History may wink at Palin

The VP role has been filled by a diverse lot. By that standard she may have what it takes.

A few days ago, I was doing an interview with National Public Radio. The topic was the presidential election. But within seconds it was all about Sarah Palin, that winking-at-the-camera, "gosh darnit" hockey mom, and moose-hunting frontierswoman from Alaska. What the interviewer wanted to know was whether Sarah Palin in the White House might become Dick Cheney.

In a few weeks, Governor Palin has exploded from Arctic oblivion to get the kind of buzz any Hollywood press agent would pay big money for. Her face leaps out from every newsstand. Late-night TV comics adore her. There are more Sarah impersonators than Elvis impersonators.

Is she a short-term sensation? Not when she and Sen. Joe Biden pull in 73 million viewers for their TV debate and their principals get only 55 million for their first one, and 66 million for their second. Win or lose on Nov. 4, Sarah Palin is going to have an ongoing role in American politics.

Admittedly, if Tom Brokaw ever got to ask her the question (from Peggy of Amherst, N.H.) that he asked the presidential candidates, "What don't you know?" the honest answer might be "a lot." But she's a quick study and as vice president she would have a safety net around her of national security, economic, and political advisers.

Well, my interviewer wanted to know, hasn't Dick Cheney transformed the role of vice president, endowing it with enormous power and influence? Perhaps, but that's a unique and one-time deal. John McCain has a lot of knowledge and experience. Barack Obama runs his team with tight control. Neither, in the White House, seems likely to recruit a kind of éminence grise whispering from behind the presidential chair. Palin did make a pass at some enlarged role with Congress. Senator Biden was quick to assert that the Constitution specifically limits the vice presidential role. Either one would preside over the Senate, but not have a vote except as a tiebreaker.

There are some perks. There is a vice presidential mansion. And a salary of $221,000 a year, equal to that of the chief justice and speaker of the House of Representatives. But vice presidents are usually relegated to ceremonial chores such as representing the president at funerals of foreign dignitaries.

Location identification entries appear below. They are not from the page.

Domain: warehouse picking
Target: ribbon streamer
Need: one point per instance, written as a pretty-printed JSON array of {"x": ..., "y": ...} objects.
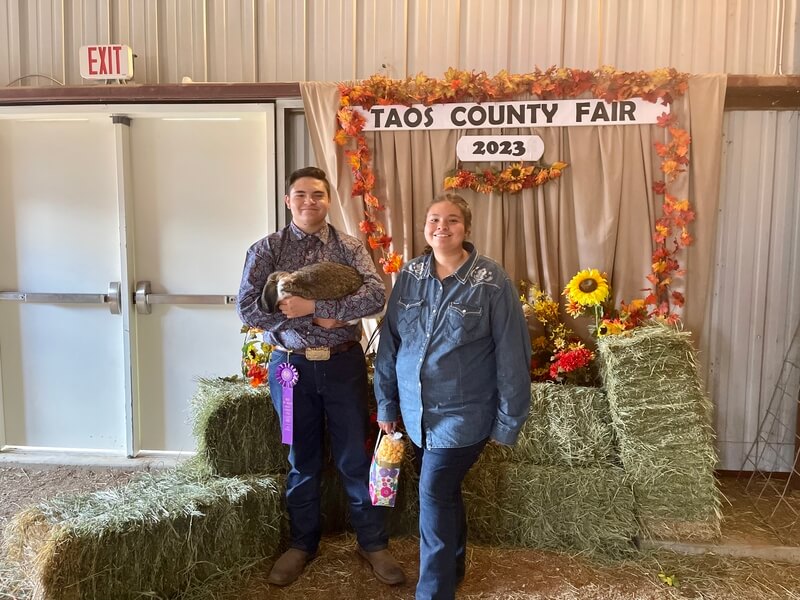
[{"x": 287, "y": 376}]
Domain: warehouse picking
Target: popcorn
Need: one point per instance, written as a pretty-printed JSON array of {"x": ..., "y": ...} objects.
[
  {"x": 390, "y": 450},
  {"x": 384, "y": 471}
]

During my time in the Reagan administration, three Russian leaders (Leonid Brezhnev, Yuri Andropov, and Konstantin Chernenko) died in fairly quick succession. Bush the elder, then vice president, was tapped by President Reagan to represent the United States during those long icy funeral services in Moscow's Red Square. Secretary of State George Shultz was assigned to go along, with some of his senior staff.

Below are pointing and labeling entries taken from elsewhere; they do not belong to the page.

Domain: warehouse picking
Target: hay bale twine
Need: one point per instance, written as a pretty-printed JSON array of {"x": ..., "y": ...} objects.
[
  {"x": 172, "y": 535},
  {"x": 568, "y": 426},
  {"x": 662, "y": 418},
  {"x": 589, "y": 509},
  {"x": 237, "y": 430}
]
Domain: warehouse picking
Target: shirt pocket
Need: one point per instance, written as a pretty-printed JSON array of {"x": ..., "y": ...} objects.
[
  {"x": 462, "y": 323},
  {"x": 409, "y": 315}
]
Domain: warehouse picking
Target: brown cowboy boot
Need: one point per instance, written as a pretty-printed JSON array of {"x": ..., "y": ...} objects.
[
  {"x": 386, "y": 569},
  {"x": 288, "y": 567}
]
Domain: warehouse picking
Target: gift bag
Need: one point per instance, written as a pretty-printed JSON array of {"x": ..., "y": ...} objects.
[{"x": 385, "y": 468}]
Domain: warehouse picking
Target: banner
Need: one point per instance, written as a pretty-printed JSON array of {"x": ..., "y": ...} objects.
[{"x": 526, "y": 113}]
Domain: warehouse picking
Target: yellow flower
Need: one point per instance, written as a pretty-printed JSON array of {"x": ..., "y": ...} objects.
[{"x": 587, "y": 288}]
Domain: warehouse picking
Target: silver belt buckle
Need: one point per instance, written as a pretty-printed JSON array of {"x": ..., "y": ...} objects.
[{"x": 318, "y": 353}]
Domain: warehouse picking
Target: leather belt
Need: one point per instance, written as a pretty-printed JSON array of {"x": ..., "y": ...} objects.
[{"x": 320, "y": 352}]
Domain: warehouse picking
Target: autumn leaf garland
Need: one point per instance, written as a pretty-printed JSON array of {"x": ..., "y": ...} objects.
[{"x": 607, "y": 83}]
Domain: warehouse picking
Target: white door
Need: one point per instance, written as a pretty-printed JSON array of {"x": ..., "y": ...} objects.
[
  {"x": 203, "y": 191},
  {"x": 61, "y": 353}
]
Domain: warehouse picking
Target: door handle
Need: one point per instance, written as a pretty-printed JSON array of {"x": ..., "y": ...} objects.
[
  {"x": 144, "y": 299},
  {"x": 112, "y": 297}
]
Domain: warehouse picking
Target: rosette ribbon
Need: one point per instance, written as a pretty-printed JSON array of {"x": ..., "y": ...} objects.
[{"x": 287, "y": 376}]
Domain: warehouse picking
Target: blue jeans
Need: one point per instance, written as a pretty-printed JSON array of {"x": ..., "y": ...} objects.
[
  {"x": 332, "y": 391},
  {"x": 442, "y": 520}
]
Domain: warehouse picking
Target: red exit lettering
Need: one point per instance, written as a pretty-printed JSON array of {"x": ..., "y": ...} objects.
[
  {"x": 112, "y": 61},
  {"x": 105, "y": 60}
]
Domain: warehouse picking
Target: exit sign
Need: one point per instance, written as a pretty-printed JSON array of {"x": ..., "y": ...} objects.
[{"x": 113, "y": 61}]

But on one occasion the vice president was in Africa, clad in tropical garb. The notice was so short that he could not return to Washington. Accordingly it was arranged that Vice President Bush would meet us in Europe. Curious reporters are always eager to know the content of classified cables going back and forth on such occasions. Little did they know that much of the vice president's cable traffic to the secretary of State was concerned with the need to extract long johns and winter woollies from drawers in the vice presidential bedroom, and to be sure to bring them with us.

Palin could handle the vice presidential chores with aplomb. Neither she nor Biden would bring embarrassment to the office. However, I believe neither would acquire the kind of power that President Bush has permitted Vice President Cheney.

The more important question is how she, or Biden, would perform in the presidency if the need should arise. In one sense, the presidency is a lonely burden. In another sense, the presidency is cluttered, with advisers and senior staffers and cabinet ministers who can lay out the options and warn of the consequences. There is no shortage of advice. But the president must make the tough, ultimate decisions. Many presidents have also turned to a higher power for guidance at such times.

The United States has had presidents of diverse qualities. Some were astute politicians; others possessed scholarly wisdom or military prowess. Common sense and integrity should be obligatory for all. Harry Truman was catapulted into the presidency with low expectations. He made momentous decisions of wisdom and import for his country. Ronald Reagan was similarly greeted by some elitists as a president of little promise, yet proved to be numbered among the greatest of them.

Sarah Palin has already written a chapter in the history of American politics. She may not be through yet.

John Hughes, a former editor of the Monitor, served as assistant secretary of State in the Reagan administration. He is currently a professor of international communications at Brigham Young University.